SANTA CRUZ DE TENERIFE, Saturday March 20 2010
SPAIN'S two anarchist trade union federations held demonstrations in Tenerife's capital Santa Cruz on Saturday.
by JAMES TWEEDIE
The anarcho-syndicalist National Confederation of Labour (CNT) protested outside the regional headquarters of the Socialist Party of Spain (PSOE) – controls the national but not the Canarian regional government – against a variety of policies.
They carried a banner reading “Defend your rights – not one step further” in reference to budget cuts and tax rises.
CNT regional general secretary Alex Rodríguez said that the the protest was against the government's €50 billion bail-out of Spanish banks alongside the same amount in cuts to public spending.
Mr Rodriguez said that the government had “money for the banks and businesses, but nothing for the workers.”
The CNT, which celebrates its 100th anniversary this year, also opposes government plans to increase Value Added Tax (IVA) and to raise the retirement age to 67.
And it is critical of the recent agreement reached between Spain's two largest union federations, the communist Workers' Commissions (CCOO) and the PSOE - aligned General Union of Workers (UGT), and big business in the face of La Crisis.
After half an hour two police officers arrived and demanded the identity cards of everyone present, including the press.

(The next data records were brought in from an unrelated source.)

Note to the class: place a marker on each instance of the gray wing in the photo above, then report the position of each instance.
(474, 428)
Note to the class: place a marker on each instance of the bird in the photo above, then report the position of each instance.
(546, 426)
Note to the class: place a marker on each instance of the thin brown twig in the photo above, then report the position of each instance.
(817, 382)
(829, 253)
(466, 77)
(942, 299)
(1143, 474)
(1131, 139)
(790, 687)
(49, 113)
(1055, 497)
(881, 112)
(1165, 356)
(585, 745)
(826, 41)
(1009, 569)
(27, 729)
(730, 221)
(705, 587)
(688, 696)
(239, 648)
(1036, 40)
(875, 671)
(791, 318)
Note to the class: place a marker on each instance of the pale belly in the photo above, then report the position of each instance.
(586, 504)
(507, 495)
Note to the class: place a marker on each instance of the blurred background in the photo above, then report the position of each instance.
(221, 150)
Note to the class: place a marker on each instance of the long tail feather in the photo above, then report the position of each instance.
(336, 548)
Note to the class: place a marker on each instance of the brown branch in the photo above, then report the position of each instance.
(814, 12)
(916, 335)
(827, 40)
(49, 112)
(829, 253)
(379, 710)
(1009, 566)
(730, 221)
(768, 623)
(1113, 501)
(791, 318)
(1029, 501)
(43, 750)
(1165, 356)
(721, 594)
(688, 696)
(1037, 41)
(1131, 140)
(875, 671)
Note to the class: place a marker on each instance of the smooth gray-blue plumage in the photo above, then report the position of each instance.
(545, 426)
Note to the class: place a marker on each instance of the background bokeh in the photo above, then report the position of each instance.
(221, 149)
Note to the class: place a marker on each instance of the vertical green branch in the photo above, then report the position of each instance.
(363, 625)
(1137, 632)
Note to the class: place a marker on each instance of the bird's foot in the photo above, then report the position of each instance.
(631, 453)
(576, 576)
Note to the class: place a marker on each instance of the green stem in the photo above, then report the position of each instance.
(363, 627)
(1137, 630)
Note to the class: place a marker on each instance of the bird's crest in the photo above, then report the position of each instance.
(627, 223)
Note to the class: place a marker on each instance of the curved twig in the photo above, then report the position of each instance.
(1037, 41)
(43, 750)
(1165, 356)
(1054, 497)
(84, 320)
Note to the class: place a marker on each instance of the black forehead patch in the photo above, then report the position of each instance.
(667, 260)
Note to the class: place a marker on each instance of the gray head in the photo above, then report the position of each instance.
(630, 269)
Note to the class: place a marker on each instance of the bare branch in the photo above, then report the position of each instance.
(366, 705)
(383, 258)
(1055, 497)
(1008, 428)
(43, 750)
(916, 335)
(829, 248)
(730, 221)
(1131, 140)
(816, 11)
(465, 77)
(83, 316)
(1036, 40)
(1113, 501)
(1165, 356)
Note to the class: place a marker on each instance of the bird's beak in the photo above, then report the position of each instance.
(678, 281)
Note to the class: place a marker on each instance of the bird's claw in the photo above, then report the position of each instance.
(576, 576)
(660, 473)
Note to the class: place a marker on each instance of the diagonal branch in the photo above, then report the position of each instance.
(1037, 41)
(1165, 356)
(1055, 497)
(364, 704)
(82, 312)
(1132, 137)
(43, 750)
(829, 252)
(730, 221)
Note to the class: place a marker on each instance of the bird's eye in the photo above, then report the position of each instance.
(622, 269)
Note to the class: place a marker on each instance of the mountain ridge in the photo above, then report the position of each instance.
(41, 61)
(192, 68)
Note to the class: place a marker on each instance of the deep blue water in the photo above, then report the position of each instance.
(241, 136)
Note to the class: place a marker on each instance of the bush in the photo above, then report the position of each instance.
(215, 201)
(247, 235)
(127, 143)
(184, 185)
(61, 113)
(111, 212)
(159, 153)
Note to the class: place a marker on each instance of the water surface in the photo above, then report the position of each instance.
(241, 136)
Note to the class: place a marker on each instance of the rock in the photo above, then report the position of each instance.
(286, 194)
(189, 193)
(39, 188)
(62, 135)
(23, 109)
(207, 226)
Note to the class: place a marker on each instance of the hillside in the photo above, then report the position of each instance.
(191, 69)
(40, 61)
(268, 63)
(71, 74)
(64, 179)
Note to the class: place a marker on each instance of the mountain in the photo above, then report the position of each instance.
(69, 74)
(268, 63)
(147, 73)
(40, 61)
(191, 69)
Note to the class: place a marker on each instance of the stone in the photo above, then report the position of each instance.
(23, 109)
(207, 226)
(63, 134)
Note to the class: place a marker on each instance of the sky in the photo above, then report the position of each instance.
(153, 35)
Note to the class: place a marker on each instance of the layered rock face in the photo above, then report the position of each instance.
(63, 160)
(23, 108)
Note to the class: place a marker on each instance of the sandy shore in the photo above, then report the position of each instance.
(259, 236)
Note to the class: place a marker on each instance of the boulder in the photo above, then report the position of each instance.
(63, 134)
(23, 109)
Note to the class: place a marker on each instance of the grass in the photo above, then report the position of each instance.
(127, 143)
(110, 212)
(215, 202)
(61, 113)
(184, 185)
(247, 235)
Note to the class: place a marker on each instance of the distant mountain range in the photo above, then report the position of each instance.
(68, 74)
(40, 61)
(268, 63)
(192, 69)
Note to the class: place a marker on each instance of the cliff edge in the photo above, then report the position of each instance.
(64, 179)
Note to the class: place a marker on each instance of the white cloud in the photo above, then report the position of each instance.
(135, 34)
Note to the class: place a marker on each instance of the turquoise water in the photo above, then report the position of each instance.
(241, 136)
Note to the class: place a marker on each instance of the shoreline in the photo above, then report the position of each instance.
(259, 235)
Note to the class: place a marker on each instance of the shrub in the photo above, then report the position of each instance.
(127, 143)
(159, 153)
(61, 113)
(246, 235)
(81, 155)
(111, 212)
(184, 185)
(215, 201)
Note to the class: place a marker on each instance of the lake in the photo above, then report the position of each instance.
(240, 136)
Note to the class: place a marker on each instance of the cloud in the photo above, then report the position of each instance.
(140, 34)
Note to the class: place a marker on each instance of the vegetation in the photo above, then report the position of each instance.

One protester explained that police permission is required for demonstrations of more than 20 people, which the CNT event had not reached.
Zapatistas
The same day the anarchist General Confederation of Labour (CGT), a 1979 split form the CNT, held a protest in solidarity with Mexico's Zapatista movement in Santa Cruz' central Candelaria Square.
Particpants held a banner reading “The Zaapatistas are not alone” and painted temporary murals on parcel paper taped to the wall of a nearby building.
The Zapatista National Liberation Army (EZLN), formed in 1994, is named after early-19th century Mexican revolutionary peasant leader Emiliano Zapata.
Represented by the balaclava-wearing, pipe-smoking Subcomandante Marcos, the EZLN is thought of as an revolutionary guerilla movement.
But CGT member Juan Blasco insisted that the Zapatistas are a community movement campaigning for the rights of indigenous Mayan people in the southern Chiapas state.
He said: “The Zapatistas are a movement only for education, healthcare and justice.”
The protesters called for landowner-funded paramilitary squads, which they claim are also supported by the Mexican government, to leave Chiapas.
The paramilitaries have carried out a number of murders, including the 1997 Acteal massacre of some 45 unarmed men-women and children at church prayer meeting.
Chiapas has several hydro-electric dams and oil wells, but its majority Mayan or mixed-race population of smallholding farmers are among the poorest people in Mexico.